My mom was a member and representative for the union at the cotton mill. She sewed her own clothes (and ours later on.)
When she was married to my dad and pregnant, a sister in law passed her a book on natural child birth and breast feeding, and that is what she chose.
She supplemented care from doctors with relaxation exercises for herself, and knew how to help us relax at times when we children were stressed with illness.
She told me her life had begun when she and my dad married after the war.
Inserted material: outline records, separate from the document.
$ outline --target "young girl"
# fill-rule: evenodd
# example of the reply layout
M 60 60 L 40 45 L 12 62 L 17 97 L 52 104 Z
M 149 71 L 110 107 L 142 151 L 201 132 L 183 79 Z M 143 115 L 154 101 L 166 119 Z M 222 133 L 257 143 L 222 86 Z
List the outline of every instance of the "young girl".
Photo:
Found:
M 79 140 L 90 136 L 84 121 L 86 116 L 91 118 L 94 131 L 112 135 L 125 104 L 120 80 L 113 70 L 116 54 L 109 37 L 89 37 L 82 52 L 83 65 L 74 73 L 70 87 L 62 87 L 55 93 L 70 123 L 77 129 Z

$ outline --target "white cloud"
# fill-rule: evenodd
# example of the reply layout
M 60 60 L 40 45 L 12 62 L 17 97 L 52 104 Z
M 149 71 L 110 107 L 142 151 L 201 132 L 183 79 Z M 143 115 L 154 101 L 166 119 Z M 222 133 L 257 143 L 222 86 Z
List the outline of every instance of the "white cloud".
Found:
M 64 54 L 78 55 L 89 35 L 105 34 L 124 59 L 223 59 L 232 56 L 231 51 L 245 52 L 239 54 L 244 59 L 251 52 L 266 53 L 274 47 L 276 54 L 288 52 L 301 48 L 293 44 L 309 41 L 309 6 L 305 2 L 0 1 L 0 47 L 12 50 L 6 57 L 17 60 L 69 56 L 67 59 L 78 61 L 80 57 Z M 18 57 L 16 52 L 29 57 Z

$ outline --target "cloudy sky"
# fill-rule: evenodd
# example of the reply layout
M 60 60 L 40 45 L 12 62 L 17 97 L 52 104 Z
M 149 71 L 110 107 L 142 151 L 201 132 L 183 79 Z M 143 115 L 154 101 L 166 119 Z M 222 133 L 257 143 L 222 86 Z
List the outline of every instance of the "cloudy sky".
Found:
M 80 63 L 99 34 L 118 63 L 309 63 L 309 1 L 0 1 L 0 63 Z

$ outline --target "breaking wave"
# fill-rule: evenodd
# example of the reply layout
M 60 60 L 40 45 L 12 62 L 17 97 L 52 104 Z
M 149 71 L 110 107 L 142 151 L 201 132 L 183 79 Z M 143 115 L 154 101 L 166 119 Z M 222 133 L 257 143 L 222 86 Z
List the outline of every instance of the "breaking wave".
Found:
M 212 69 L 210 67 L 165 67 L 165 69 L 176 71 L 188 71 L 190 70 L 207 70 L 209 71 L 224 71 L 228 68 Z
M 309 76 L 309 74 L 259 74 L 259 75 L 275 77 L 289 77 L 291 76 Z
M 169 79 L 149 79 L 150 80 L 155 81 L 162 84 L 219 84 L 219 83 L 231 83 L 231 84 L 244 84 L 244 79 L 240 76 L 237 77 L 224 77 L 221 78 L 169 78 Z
She loved being a "stay at home mom" who was involved in the neighborhood in many ways, although she had her times of wondering if she had made the right choice.
She took her turn selling things like Tupperware and Avon to get some spending money and she loved the socializing aspect of that; she learned a lot about my dad's family that way when we moved here.
She sewed, knit and crocheted like a wizard.
She and my dad helped me raise my child (I was a single mom), and entertained her and her friends with enthusiasm while I was working.
Later on she taught many people how to swim at the pool at Ste Anne University - a hobby of hers sort of - she was always at the pool because of her arthritis.
She loved walking.
She had a great sense of humor and laughed easily.
When misunderstood she would shrug and claim being an Aquarius and ahead of her time ......
A person who wasn't expected to live the night she was born, who was ill often, and yet lived and loved life, and considered herself lucky, especially considering the beginning of her time here.

She was amazing in many ways - still a human being with her own struggles and a person of her time, she was able to transcend much of that time.
May we all trancsend. May we all have opportunity to laugh. May we all continue to grow.
May we all learn what real love is and practice it.